Het ligt niet voor de hand dat het toponiem iets te maken heeft met een beek (zie ook: De Wasch). Niet alleen de oudere schrijfwijzen wijzen op een uitgang 'beck'; ook nu nog wordt de plaatsnaam in het dialekt uitgesproken als 'óffebek' (vergelijk o.a. Hinsbeck, Krieckenbeck, Walbeck). Mogelijk is de uitgang van het woord verwant aan het Latijnse 'baccinum': bekken of schaal. Voor het eerste gedeelte van het woord behoren associaties met 'open' (Oudhoogduits 'offon') tot de mogelijkheden. Het meest voor de hand liggend is een betekenis 'open vlakte'. De Fransman Tranchot en de Duitser Von Müffling noteerden de plaatsnaam in het begin van de 19e eeuw ten onrechte als Offenberg.

Offenbeek, molen van Smabers 10

Deze molen lag aan de Schelkensbeek, stroomafwaarts van het in 1865 aangelegde spoorviaduct, waarschijnlijk aan de rand van wat nu het Foekebroek heet. Al in 1369 wordt een zekere Henneken Molener genoemd. Die moilen tot Offenbeeck (1403) of Offenbecke (1407), een Gelders leengoed, behoorde tot de Hof te Leeuwen, na 1424 ook wel Buerense Laathof genoemd. In 1403 gaf Johan die Roever de molen samen met de rest van de laathof over aan zijn zwager en schoonzus Henrick van Wisgel en Catryn van Brede, voor wie hij in 1394 ook als eens de leeneed had afgelegd. De laten, een soort lijfeigenen, moesten oere koeren ind gemale maelen in doen maelen to Offenbecke die den hoeff van Lewen toebehort. Een dergelijke molen werd dan ook wel een banmolen genoemd.

In 1424 werd de Schei, lange tijd het middelpunt van de laathof, afgescheiden van de Hof tot Lewen, die eigendom werd van de familie Van Bueren uit Arcen.
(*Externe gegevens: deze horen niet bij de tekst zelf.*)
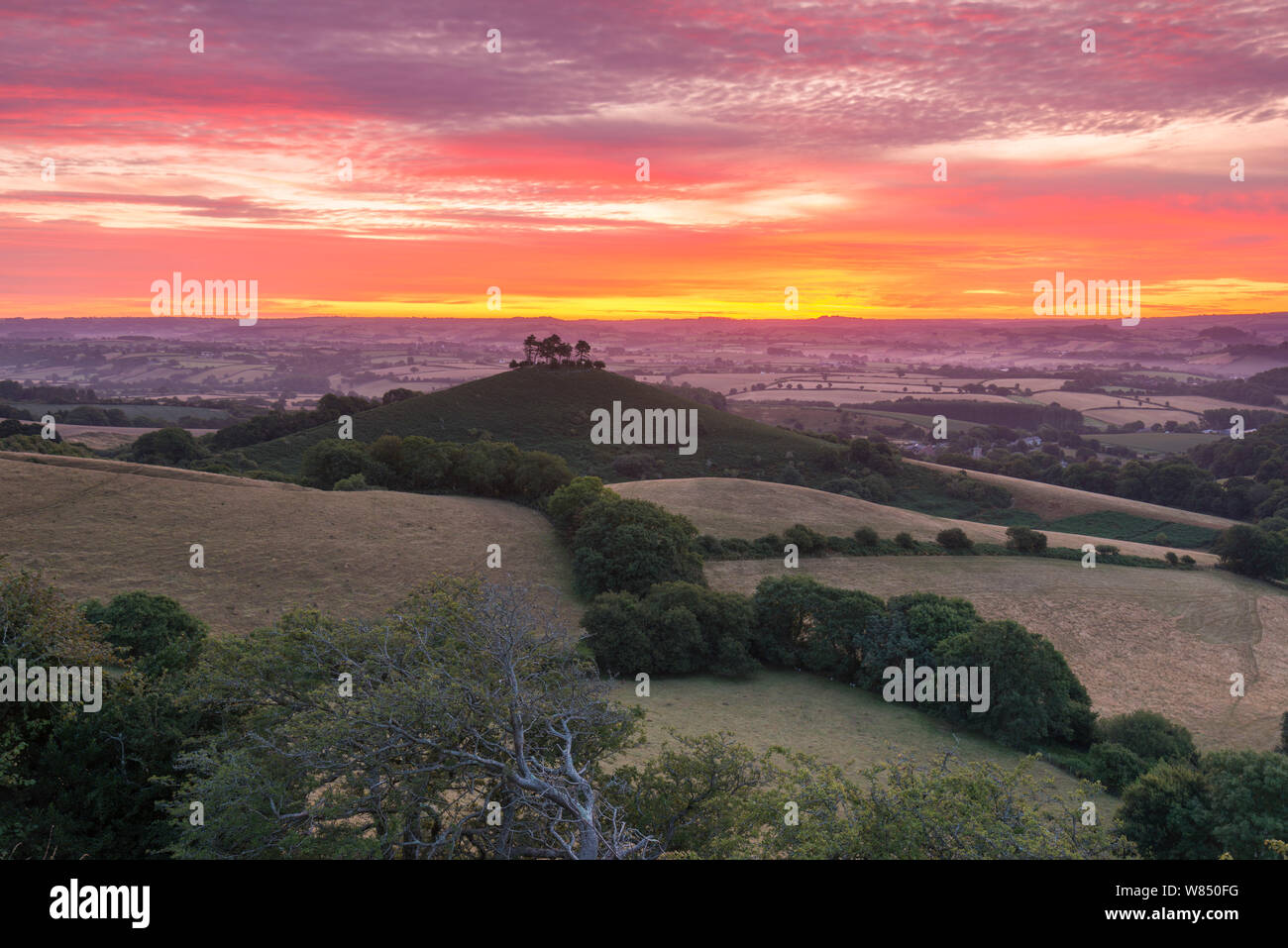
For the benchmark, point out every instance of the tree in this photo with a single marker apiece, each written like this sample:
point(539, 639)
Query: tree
point(331, 460)
point(1034, 695)
point(1147, 734)
point(627, 545)
point(1115, 766)
point(473, 730)
point(1025, 540)
point(945, 810)
point(167, 447)
point(708, 796)
point(954, 539)
point(153, 630)
point(1252, 552)
point(570, 501)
In het midden van de 15e eeuw was Gaert Coninck bijgenaamd Gaertken Moelener hier molenaar, Zijn dochter Bely, gehuwd met Gerrit Krebbens, werd in 1461 na het overlijden van haar vader rechtstreeks door de hertog van Gelder beleend omdat de familie Van Bueren dit niet wilde doen. Omdat deze familie niet in de omgeving woonde, werden haar belangen in de 16e eeuw behartigd door de families Roffaert en Van Baerle. In 1556 legde Thomas Tybe.. op verzoek van Derick van Wylick, de voogd van Otto van Bueren, zoon van wijlen Johan van Bueren, de leeneed af van de molen to Offenbeek met toebehoren. Al een jaar later was Otto overleden en werd de eed afgelegd door zijn zoon Wolter. In het midden van de eeuw werd de molen gepacht door Heinrich Slabbertz. Naar hem werd de molen op het eind van de eeuw ook wel Slabbertsmolen genoemd. De omstandigheden op het eind van de 16e eeuw waren niet bepaald gunstig; Willem Reuter, de molenaar van Offenbeek, kon de pacht dan ook nauwelijks voldoen. De landerijen werden tijdens de Tachtigjarige Oorlog (1568-1648) maar gedeeltelijk bewerkt en de gebouwen werden niet meer gerepareerd. Tijdens het beleg van Venlo (1586) werd zelfs helemaal niet gemalen. In 1590 was de molen dan ook bouwvallig. Ook Wolter van Buren, heer van Calbeck en drost van Goch, kon de in 1429 door een van zijn voorvaderen aangegane verplichtingen niet nakomen en jonker Arnold van Dursdael, de eigenaar van de Spieker, liet door de schepenbank beslag leggen op de laten ende moulen. Van Buren protesteerde hiertegen, omdat de molen een Gelders leengoed was waarover de schepenen geen enkele bevoegdheid hadden.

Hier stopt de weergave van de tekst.